Similar initiatives have cropped up in other places. Long Beach City College in California works with its local school district to better identify the remedial needs of incoming students. And South Texas College works with local colleges to better prepare students using dual enrollment programs, precollege counseling and early college programs.

Colorado, meanwhile, has found success in reaching out to high school students early in order to better prepare them for college and to lower remediation rates. A few years ago the state started a pilot project that took early remediation into middle and high schools.

In Minnesota, My Life Plan requires students to research colleges, understand costs and compare different institutions. The district gives students the option of attending career or college fairs, or to shadow employers or employees to learn about their jobs. There's flexibility within the plan in order to accommodate students with disabilities and English-language learners, said Jastrow.

At the University of Minnesota at Twin Cities, there is a noticeable difference between students the university recruits who have gone through My Life Plan versus those who haven't, at least anecdotally, said Keyana Scales, the university's director of freshman recruitment and scholarships. That difference is important when recruiters are looking to admit students.

“I see a difference in students who are very intentional about the college prep process versus those who aren't. And it's in the timing of submitting applications, the courses they've taken in high school and how those courses align with a [college] academic program of choice,” Scales said. “The college search process starts as early as the eighth grade -- that's when you have the ability to select courses that put you in the space to prepare for the college admission process.”

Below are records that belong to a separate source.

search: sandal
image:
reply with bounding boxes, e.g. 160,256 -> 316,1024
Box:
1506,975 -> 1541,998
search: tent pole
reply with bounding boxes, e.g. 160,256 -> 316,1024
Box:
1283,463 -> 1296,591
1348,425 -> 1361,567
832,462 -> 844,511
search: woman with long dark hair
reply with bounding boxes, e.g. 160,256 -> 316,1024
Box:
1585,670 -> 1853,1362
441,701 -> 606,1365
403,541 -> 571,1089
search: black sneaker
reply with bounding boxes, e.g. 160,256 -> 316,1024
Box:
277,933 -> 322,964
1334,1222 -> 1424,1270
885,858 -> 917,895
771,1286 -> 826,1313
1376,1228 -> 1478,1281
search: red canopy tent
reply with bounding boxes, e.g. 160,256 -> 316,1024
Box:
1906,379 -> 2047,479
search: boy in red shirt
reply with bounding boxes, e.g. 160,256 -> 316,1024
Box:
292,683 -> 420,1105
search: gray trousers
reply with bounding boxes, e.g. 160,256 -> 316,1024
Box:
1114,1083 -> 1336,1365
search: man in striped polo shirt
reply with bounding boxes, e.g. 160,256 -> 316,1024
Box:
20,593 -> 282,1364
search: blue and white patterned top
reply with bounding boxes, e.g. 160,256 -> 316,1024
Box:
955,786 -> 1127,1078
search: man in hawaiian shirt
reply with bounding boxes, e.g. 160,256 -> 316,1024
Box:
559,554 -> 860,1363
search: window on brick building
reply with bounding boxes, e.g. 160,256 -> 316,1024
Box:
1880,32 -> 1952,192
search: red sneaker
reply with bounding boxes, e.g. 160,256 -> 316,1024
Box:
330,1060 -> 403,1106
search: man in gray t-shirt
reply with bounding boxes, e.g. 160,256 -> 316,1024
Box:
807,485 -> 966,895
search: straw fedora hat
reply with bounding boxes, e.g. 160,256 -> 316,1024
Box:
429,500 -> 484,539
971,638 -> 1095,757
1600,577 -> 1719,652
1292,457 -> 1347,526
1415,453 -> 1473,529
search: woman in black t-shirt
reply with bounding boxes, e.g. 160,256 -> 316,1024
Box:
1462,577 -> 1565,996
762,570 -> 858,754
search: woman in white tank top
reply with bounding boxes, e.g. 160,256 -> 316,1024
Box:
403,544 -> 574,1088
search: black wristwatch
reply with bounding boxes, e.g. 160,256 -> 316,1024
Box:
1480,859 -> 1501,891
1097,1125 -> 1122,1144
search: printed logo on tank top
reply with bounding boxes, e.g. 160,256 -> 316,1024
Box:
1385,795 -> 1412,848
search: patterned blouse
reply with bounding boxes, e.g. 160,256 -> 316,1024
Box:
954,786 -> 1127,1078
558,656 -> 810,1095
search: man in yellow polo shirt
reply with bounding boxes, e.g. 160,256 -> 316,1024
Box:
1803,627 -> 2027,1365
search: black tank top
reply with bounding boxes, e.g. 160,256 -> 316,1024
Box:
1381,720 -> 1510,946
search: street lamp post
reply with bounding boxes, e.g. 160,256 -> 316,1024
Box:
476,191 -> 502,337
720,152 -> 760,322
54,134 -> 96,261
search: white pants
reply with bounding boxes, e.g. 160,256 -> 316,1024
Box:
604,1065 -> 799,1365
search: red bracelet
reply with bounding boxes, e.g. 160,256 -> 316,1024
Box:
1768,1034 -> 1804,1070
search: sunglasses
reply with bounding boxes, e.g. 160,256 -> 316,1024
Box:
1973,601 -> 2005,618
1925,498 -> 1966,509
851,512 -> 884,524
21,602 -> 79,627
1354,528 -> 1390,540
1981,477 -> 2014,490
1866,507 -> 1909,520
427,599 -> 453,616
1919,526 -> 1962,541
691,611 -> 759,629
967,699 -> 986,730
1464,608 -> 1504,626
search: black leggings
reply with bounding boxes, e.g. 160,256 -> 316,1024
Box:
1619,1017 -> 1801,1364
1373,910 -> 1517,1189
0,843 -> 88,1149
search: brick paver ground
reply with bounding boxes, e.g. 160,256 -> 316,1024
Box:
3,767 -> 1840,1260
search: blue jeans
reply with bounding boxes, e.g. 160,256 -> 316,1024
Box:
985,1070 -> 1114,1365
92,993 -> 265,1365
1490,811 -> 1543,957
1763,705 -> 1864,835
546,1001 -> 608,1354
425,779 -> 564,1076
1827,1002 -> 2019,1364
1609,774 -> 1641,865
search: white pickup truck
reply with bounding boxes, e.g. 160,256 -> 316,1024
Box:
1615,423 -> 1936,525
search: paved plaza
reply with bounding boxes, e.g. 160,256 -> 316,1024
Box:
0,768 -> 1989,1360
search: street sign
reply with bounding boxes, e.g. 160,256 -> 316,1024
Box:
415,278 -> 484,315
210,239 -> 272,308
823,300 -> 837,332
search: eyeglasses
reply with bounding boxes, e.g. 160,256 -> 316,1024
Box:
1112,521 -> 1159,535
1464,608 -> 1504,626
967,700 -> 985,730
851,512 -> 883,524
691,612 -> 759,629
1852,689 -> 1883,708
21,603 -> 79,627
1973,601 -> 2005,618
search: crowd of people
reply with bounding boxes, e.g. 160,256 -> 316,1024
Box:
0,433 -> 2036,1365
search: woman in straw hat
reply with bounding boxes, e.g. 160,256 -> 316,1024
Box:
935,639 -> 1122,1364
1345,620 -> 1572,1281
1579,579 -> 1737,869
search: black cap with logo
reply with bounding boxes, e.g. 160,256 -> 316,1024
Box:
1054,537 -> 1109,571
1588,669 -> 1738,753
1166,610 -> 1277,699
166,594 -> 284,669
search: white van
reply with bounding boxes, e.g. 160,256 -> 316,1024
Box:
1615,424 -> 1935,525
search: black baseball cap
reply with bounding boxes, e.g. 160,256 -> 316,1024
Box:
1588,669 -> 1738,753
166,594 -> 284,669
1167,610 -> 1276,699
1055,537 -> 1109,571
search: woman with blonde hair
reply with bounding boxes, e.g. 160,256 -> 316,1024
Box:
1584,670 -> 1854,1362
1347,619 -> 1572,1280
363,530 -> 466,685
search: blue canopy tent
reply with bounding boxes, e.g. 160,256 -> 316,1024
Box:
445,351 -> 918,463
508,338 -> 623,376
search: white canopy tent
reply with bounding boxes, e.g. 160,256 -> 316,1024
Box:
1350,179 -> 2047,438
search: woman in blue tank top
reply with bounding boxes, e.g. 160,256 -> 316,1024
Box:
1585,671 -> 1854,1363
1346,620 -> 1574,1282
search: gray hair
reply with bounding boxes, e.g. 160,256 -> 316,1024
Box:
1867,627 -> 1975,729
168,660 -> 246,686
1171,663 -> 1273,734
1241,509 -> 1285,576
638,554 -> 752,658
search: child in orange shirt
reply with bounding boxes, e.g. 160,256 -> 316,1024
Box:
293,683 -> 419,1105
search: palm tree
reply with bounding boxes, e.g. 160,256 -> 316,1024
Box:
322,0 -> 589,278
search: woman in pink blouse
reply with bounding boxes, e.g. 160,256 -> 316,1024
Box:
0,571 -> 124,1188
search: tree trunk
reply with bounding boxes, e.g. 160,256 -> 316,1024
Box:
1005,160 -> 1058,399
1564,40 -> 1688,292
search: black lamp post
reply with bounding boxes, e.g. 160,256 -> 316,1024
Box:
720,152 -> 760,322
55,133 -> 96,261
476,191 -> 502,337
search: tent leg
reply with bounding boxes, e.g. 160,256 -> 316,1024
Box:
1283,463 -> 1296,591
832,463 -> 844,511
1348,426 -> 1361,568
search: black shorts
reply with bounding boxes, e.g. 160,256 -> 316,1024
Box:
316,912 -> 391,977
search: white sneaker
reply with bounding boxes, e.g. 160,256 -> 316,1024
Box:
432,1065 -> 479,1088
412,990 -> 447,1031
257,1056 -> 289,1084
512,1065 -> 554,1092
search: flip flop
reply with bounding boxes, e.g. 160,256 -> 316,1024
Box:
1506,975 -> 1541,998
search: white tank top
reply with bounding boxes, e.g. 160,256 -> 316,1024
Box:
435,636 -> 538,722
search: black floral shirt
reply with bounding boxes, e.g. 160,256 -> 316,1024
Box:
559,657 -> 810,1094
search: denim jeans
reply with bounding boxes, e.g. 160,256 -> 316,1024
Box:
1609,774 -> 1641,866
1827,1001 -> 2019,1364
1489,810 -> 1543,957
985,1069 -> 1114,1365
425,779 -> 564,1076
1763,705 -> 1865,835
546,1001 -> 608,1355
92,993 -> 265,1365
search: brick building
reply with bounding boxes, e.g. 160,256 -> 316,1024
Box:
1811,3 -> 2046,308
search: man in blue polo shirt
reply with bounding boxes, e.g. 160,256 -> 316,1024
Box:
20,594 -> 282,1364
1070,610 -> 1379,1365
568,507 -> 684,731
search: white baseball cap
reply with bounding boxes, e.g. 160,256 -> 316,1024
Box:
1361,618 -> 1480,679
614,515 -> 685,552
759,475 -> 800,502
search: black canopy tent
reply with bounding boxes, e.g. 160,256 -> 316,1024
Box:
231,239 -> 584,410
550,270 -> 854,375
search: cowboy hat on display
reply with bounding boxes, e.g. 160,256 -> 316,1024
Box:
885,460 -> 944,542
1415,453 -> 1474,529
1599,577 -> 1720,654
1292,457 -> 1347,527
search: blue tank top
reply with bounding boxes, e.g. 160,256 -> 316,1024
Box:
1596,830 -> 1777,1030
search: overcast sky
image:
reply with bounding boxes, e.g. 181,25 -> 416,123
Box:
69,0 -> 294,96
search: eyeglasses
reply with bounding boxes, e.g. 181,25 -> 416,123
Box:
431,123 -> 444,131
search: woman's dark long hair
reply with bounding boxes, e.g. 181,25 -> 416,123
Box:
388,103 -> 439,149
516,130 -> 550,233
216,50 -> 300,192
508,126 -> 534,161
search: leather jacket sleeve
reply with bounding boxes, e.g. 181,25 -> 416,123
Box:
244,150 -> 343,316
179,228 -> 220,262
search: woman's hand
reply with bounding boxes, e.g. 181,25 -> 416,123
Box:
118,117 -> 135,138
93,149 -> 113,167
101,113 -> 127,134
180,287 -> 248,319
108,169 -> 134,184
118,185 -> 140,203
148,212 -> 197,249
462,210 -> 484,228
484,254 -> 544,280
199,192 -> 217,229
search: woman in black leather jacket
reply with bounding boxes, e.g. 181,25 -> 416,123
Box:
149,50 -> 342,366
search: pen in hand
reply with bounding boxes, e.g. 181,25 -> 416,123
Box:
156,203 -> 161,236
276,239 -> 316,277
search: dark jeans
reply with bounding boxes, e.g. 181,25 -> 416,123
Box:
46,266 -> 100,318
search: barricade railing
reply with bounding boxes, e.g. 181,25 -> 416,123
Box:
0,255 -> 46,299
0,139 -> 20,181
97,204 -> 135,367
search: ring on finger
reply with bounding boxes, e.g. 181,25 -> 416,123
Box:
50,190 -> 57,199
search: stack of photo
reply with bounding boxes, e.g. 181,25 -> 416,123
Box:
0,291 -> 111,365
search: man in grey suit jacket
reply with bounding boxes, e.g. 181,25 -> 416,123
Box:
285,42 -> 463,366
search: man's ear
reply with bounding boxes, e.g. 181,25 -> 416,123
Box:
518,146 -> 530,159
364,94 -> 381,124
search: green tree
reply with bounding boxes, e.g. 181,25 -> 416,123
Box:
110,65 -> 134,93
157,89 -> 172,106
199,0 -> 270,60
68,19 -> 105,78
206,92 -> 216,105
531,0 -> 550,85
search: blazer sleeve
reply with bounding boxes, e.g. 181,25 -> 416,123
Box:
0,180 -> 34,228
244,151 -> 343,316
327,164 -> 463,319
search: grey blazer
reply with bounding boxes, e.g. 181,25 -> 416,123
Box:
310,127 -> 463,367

At the university, that means if students already are prepared for what career path they want, they're not entering college and scrambling to pick an academic program, Scales said. That can be a costly endeavor for students, since it delays them on their way toward completing college -- and increases the cost. A recent survey of higher education leaders found that respondents felt guided degree pathways and proactive advising led to the greatest chance in boosting degree completion.

It's also why Achieving the Dream announced it had teamed up with Hobsons, which partnered on My Life Plan platform in Minneapolis, to develop a plan that would help students reach their life goals from elementary school to employment. The group and Hobsons will host a meeting of representatives from PK-20 (prekindergarten through a graduate degree) this fall to examine how they can better synchronize advising, curriculum, enrollment, career and workforce development.

“We need bold approaches if we are to see the changes in student outcomes on the scale our communities and our country need,” said Karen Stout, the group's president and chief executive officer, in written statement. “Student success begins long before students enroll in college, so we must ensure that leaders throughout the education pipeline are working together to keep students moving forward on their education journeys.”